Idolatrado por cerca de 2,5 milhões de romeiros, que peregrinam todos os anos para Juazeiro, Padre Cícero foi por muito tempo um maldito renegado pela Igreja Católica, mas, mesmo banido pelo clero católico, ele ganhou vulto no imaginário popular e coletivo, e virou uma espécie de mártir, só sendo reabilitado pela Igreja Católica recentemente. Padre Cícero viveu entre os mundos do misticismo sertanejo, um universo mágico povoado por mulas-sem-cabeça, lobisomens e almas penadas, de santos padroeiros que recebiam devoções festivas pela população, além da profusão de profetas populares do apocalipse, que volta e meia apareciam no sertão nordestino, e o mundo da fé ritualizada, da disciplina clerical e da doutrina do seminário, que é o mundo oficial da ascese católica.
Entre 2001 e 2006, uma comissão multidisciplinar se debruçou sobre a vasta documentação sobre Padre Cícero, tanto no Vaticano como no Brasil, coordenada pelo bispo de Crato, com Fernando Panico, e o relatório final foi entregue em maio de 2006 à Santa Sé, junto com este relatório, 11 volumes de transcrições das centenas de certas trocadas entre as principais personagens da história da vida do padre, e um outro volume com cerca de 150 mil assinaturas de populares a favor da reabilitação do Padre Cícero, e junto com tais assinaturas se somava um abaixo-assinado com o nome de 253 bispos brasileiros a favor da causa. E como soma final uma carta de dom Fernando ao papa, também com o fito da reabilitação de Padre Cícero pela Igreja Católica.

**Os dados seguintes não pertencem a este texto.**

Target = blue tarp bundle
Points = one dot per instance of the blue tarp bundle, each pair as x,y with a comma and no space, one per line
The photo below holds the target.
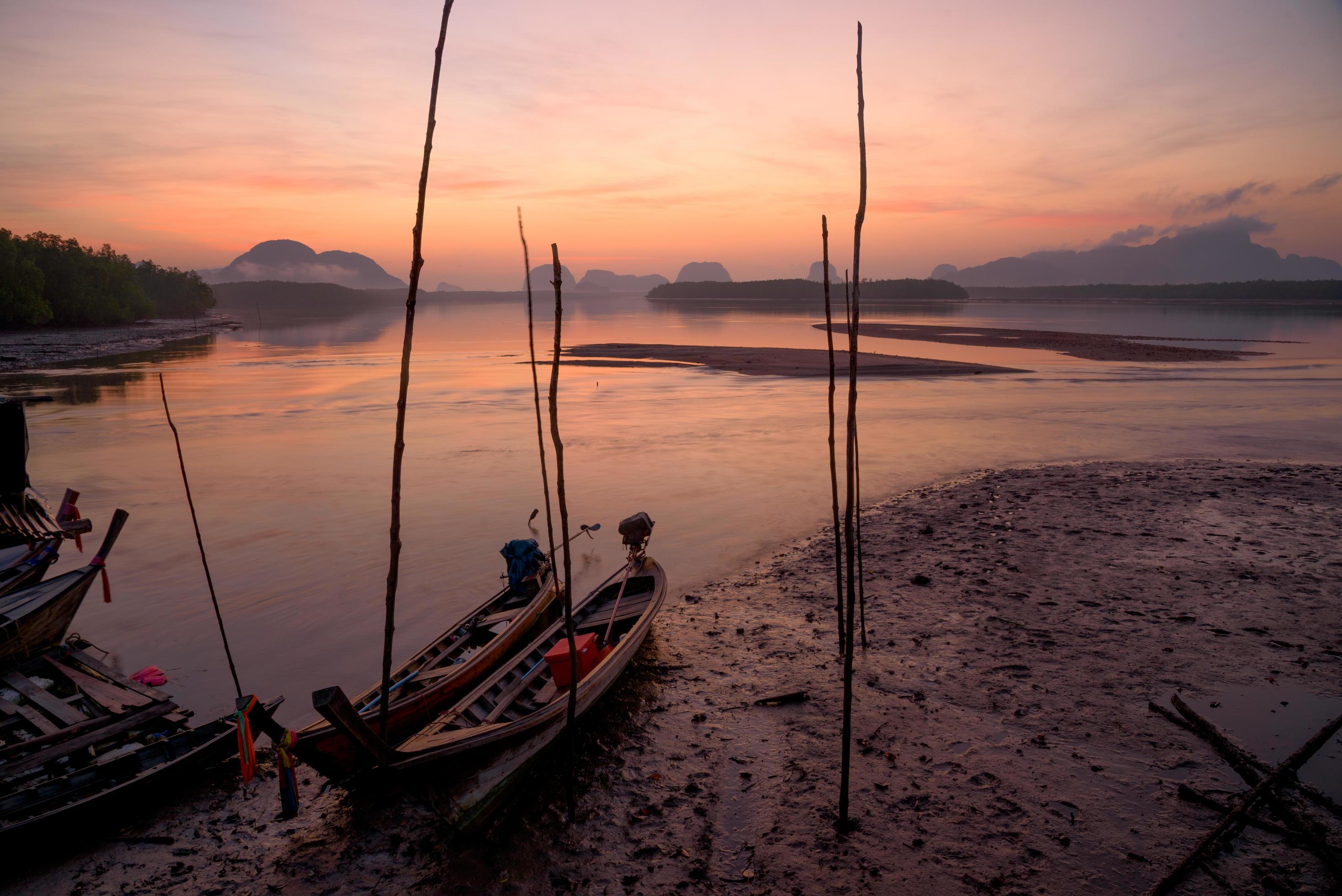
524,557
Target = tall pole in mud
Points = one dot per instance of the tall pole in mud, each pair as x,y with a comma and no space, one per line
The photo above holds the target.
399,447
536,388
200,544
834,474
852,423
564,529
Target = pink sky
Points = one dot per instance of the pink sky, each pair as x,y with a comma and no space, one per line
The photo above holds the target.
646,136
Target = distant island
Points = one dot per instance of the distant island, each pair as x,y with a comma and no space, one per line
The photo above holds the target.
793,290
294,262
703,272
1219,251
1232,292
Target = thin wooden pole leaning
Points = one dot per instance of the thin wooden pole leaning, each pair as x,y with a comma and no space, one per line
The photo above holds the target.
399,446
564,528
536,388
834,474
852,423
200,544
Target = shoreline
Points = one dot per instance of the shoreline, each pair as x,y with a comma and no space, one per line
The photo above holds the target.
1001,740
25,351
767,363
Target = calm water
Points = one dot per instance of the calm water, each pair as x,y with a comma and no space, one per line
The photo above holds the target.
288,432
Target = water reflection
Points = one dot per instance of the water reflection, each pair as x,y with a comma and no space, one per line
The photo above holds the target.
288,430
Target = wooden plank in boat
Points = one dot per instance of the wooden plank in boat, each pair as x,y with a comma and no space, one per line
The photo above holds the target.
506,616
109,697
38,721
108,672
42,698
65,746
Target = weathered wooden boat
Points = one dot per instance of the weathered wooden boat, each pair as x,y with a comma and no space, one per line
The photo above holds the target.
492,736
439,675
29,549
78,774
34,619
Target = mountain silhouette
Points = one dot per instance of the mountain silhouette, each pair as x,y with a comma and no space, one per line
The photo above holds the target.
294,262
703,273
600,281
818,273
1219,251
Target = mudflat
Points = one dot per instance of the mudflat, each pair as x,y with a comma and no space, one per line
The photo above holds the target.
1001,734
767,363
1092,347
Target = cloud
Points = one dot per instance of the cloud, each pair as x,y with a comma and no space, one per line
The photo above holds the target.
1230,224
1130,236
1321,186
1216,202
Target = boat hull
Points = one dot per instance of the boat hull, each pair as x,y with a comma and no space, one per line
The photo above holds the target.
333,756
43,624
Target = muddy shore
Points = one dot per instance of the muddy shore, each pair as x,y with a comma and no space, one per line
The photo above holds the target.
38,349
1001,736
1092,347
767,363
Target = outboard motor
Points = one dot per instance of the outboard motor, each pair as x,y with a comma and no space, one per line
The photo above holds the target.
637,530
14,447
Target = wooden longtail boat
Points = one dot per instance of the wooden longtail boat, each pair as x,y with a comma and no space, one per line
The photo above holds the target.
161,750
437,677
26,555
488,738
37,618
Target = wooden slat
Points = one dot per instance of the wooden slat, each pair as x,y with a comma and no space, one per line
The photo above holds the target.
112,698
108,672
38,721
49,702
65,746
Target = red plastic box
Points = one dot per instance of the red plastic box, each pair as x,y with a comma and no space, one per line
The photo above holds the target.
557,659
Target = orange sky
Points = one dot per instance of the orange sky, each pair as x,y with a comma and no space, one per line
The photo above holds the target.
646,136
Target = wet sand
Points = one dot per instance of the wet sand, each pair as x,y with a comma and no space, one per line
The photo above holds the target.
1092,347
767,363
38,349
1001,736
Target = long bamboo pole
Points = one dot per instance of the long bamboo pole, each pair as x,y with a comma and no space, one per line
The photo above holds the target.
834,474
852,423
564,528
399,447
200,544
536,387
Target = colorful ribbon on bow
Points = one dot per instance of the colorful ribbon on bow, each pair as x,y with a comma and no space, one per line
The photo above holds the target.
288,779
246,746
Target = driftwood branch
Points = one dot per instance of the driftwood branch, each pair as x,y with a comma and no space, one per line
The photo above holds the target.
399,447
1211,843
564,526
846,763
834,473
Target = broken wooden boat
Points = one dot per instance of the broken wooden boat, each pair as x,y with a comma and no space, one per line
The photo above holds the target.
30,533
35,619
104,738
492,736
441,674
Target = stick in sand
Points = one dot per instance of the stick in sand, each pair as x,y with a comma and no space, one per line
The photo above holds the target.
200,544
564,525
845,824
399,447
834,473
536,392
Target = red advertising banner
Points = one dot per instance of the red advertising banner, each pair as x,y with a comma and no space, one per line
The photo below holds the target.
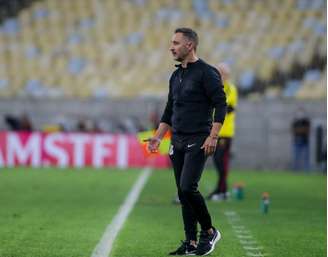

Em 2015, o perdão da Igreja se tornou 100 % oficial, e o bispo Dom Fernando Panico declarou a sua reabilitação em 13 de dezembro, que foi o passo para a sua beatificação, e a autorização do culto público a seu nome. E devido aos inúmeros milagres e graças alcançados por romeiros que dizem terem sido possíveis por intercessão do Padre Cícero, o caso pode evoluir para a sua canonização, processo este que, por exemplo, no caso do primeiro santo nascido no Brasil, o Frei Galvão, demorou vários anos. Contudo, mesmo ainda não canonizado pela Igreja Católica, Padre Cícero já é tido, há muito tempo, por santo por uma legião imensa de fiéis pelo Brasil, e já é uma das figuras mais biografadas do mundo, sendo estudado academicamente no Brasil e no Exterior.

Gustavo Bastos, filósofo e escritor.